また、以下のログラインを提示してきました。
「花言葉を逆に伝えてしまう呪いを持つ令嬢が、"鬼"と噂される男との政略結婚で絶望するも、その噂もまた"逆"だったことに気付き、呪いと共に生きる術を見出していく」
これは面白そうだと思い、プロット生成へ移行しました。
その後、AIが提示してきたプロットに何度もダメ出しし、創作論の範囲でアドバイスをし、本文・話毎の展開・キャラクターの行動/思考・アイデアにもダメ出ししていきながら小説を生成させていきました。最終的に全33話で約10万文字。一通り生成が終わった後、物語の整合性を取るために最初から1話ずつ改稿を行わせました。
ポイントはプロットまでと本文執筆を分けたことです。
アイデア出しから話毎のプロットまでは連続したチャットで行い、あとは1話1話、毎話新規チャットを起こし生成しました。毎話の前には、必ず設定とプロット、これまで生成した小説本文を全て添付しました。これで小説としての一貫性を保ちながら、AIが執筆に集中することができたと考えています。
流れをまとめます。
ステップ1: アイデア出し、ログラインまでを納得いくまで繰り返し生成
ステップ2: プロットを納得いくまでアドバイスしながら生成
ステップ3: ここまでの設定、キャラクターやプロットを完全な形で出力させる
ステップ4: 毎話新規チャットで話を納得いくまでアドバイスしながら生成。最初に設定・プロット・ここまでに生成した話の本文全てを添付。途中で、2度ほどプロットを作り直させることもあった。そのため全33話となった。

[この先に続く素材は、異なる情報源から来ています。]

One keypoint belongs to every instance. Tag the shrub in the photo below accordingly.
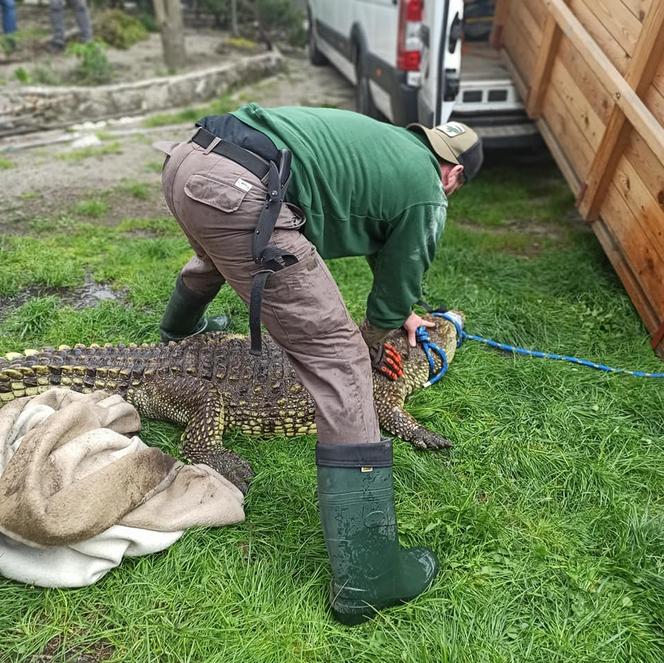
(119, 30)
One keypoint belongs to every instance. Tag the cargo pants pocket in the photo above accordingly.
(305, 302)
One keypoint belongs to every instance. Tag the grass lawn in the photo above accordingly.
(547, 516)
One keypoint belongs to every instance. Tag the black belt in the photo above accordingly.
(253, 163)
(269, 257)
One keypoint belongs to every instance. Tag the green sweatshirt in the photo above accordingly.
(366, 188)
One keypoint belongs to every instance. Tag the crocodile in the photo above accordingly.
(209, 383)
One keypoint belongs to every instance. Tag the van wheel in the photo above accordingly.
(316, 57)
(363, 100)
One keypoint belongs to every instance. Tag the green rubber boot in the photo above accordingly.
(184, 315)
(370, 570)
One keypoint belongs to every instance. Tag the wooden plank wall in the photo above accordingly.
(591, 73)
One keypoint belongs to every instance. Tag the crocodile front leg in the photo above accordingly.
(198, 406)
(398, 422)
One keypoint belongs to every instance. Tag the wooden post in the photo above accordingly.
(638, 114)
(499, 19)
(168, 14)
(234, 28)
(543, 66)
(642, 69)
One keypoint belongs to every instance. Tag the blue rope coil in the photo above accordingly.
(463, 335)
(430, 348)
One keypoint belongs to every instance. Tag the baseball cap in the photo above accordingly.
(455, 142)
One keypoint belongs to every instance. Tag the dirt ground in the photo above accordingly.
(46, 174)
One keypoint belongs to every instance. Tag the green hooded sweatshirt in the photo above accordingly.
(367, 189)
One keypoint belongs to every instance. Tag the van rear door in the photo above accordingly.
(442, 24)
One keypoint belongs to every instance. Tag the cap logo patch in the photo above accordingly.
(452, 129)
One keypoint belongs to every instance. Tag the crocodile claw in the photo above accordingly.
(231, 466)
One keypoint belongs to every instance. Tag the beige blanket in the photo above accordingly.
(69, 474)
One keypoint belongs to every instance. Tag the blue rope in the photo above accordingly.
(462, 336)
(429, 347)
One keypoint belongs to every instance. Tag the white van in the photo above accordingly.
(409, 63)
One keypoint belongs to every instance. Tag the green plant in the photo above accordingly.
(7, 44)
(93, 65)
(23, 75)
(118, 29)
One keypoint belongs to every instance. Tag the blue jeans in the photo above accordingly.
(8, 16)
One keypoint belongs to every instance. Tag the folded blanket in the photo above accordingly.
(76, 493)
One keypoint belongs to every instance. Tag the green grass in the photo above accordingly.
(547, 518)
(95, 151)
(93, 208)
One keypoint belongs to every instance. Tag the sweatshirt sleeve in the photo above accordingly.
(399, 266)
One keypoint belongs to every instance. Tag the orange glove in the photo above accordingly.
(389, 363)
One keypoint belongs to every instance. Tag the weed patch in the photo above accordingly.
(94, 151)
(190, 115)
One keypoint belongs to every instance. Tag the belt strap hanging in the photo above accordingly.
(269, 257)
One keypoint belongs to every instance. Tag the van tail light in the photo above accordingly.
(409, 42)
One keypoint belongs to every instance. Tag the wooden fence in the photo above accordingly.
(591, 73)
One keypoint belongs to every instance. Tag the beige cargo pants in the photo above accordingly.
(217, 202)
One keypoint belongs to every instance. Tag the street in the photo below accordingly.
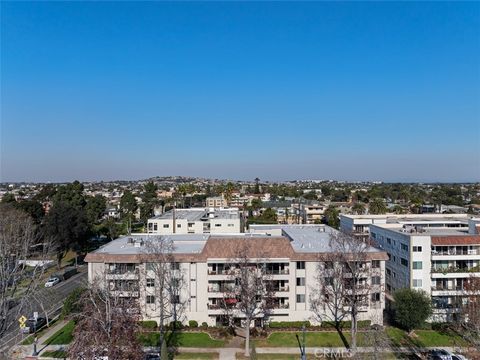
(51, 299)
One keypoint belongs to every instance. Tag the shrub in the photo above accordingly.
(193, 323)
(411, 308)
(361, 324)
(148, 324)
(176, 325)
(288, 324)
(71, 304)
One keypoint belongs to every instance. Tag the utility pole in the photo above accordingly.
(174, 220)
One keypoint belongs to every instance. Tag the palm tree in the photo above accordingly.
(358, 208)
(377, 206)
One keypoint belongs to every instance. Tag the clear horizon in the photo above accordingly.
(349, 91)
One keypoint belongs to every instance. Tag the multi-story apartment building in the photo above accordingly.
(359, 225)
(435, 256)
(312, 213)
(196, 221)
(290, 256)
(216, 202)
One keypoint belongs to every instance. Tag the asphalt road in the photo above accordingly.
(51, 299)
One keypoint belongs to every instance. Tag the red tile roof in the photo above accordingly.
(456, 240)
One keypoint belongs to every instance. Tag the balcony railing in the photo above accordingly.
(277, 271)
(221, 289)
(453, 269)
(281, 288)
(457, 252)
(122, 271)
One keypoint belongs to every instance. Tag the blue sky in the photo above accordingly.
(349, 91)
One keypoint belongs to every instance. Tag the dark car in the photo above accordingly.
(32, 326)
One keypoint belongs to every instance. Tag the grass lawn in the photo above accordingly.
(30, 338)
(424, 338)
(196, 356)
(63, 336)
(312, 339)
(58, 354)
(187, 339)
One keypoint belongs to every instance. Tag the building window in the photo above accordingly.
(417, 282)
(417, 265)
(300, 298)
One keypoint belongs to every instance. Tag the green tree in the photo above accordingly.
(149, 201)
(71, 194)
(377, 206)
(358, 208)
(411, 308)
(8, 198)
(95, 208)
(32, 208)
(332, 217)
(68, 229)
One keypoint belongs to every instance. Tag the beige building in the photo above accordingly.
(196, 221)
(291, 255)
(216, 202)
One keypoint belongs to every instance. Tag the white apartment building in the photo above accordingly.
(216, 202)
(435, 255)
(196, 221)
(312, 213)
(359, 225)
(290, 254)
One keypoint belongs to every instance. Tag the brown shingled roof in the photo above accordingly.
(456, 240)
(262, 247)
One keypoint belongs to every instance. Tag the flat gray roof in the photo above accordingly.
(197, 214)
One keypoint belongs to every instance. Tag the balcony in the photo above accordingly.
(121, 274)
(277, 271)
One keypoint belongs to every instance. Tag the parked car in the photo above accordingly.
(439, 354)
(152, 356)
(52, 281)
(32, 325)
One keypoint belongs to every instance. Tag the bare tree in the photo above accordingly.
(166, 276)
(470, 311)
(343, 284)
(18, 243)
(106, 326)
(251, 295)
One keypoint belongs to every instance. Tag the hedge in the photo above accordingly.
(148, 324)
(288, 324)
(361, 324)
(193, 323)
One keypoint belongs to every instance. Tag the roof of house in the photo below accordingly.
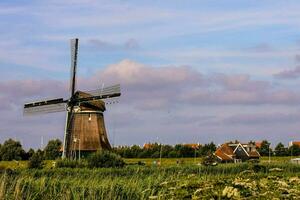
(258, 144)
(254, 154)
(194, 146)
(296, 143)
(225, 152)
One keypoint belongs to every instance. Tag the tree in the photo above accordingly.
(294, 150)
(265, 148)
(51, 151)
(30, 153)
(207, 149)
(12, 150)
(280, 150)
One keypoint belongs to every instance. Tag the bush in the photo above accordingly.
(69, 164)
(105, 159)
(36, 161)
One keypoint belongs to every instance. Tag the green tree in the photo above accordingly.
(12, 150)
(30, 153)
(207, 149)
(36, 160)
(294, 150)
(51, 151)
(280, 150)
(265, 148)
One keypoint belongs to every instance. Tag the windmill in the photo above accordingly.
(84, 129)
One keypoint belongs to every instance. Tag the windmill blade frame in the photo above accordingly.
(45, 106)
(44, 109)
(74, 53)
(66, 145)
(113, 89)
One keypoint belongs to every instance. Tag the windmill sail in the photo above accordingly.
(85, 128)
(74, 51)
(105, 91)
(45, 106)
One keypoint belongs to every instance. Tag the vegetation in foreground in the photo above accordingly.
(231, 181)
(104, 175)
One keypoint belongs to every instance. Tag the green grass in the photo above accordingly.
(279, 179)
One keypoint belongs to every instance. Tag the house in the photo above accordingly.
(193, 146)
(258, 144)
(291, 143)
(236, 152)
(149, 145)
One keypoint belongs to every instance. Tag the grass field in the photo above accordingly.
(278, 179)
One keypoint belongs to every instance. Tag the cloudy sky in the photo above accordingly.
(190, 72)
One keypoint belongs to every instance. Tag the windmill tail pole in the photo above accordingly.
(66, 145)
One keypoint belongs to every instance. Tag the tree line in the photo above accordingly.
(13, 150)
(279, 150)
(165, 151)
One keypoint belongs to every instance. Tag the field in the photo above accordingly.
(186, 180)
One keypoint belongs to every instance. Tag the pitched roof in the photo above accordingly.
(96, 105)
(296, 143)
(258, 144)
(224, 152)
(254, 154)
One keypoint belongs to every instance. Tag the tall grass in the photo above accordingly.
(132, 182)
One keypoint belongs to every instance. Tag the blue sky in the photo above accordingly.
(230, 67)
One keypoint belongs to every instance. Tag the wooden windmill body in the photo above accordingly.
(88, 131)
(85, 127)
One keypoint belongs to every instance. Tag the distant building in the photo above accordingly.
(295, 161)
(258, 144)
(236, 152)
(291, 143)
(194, 146)
(149, 145)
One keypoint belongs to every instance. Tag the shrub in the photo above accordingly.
(105, 159)
(36, 161)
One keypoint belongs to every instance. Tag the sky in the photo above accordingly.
(190, 71)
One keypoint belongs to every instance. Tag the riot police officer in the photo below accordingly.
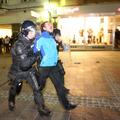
(22, 67)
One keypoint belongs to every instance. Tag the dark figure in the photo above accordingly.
(21, 68)
(0, 45)
(57, 37)
(117, 38)
(48, 65)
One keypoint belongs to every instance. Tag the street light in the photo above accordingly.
(52, 10)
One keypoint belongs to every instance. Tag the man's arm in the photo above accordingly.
(26, 60)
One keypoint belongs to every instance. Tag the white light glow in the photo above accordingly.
(35, 14)
(4, 32)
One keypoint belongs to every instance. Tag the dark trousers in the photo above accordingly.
(55, 76)
(31, 79)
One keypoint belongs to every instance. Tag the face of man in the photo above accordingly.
(31, 34)
(48, 27)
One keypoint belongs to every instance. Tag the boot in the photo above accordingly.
(44, 111)
(70, 106)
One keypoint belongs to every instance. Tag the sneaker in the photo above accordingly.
(44, 112)
(70, 106)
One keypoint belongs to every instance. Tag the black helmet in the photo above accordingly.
(27, 26)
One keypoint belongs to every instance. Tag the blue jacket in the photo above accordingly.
(48, 49)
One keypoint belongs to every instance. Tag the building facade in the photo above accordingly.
(82, 22)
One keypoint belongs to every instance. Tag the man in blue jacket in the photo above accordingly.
(48, 65)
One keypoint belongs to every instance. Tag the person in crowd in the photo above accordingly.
(60, 44)
(46, 45)
(22, 68)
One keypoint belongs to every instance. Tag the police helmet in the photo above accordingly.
(27, 26)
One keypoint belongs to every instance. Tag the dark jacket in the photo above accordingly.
(22, 56)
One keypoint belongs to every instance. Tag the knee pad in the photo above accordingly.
(19, 88)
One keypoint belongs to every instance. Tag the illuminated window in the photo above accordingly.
(3, 1)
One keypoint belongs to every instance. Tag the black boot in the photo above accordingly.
(44, 111)
(11, 106)
(67, 91)
(70, 106)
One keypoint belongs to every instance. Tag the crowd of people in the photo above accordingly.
(37, 47)
(6, 43)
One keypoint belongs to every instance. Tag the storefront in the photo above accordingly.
(96, 27)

ステップ5: 最後まで執筆が終わったら、第1話から最終話まで新規チャットで1話ずつ改稿。全体の整合性に気を付けるように指示。毎回、設定・プロット・改稿部分を差し替えた小説全文を添付。
作業は基本的にスマホ(Android)で行い、Claude Sonnet 3.5とGoogle Keepを使いました。一か所、アイデア出しにChatGPT o1-previewを使った記憶があります(Sonnet 3.5にはLLMを思考させるモードがなく論理的なアイデアに弱かったため)。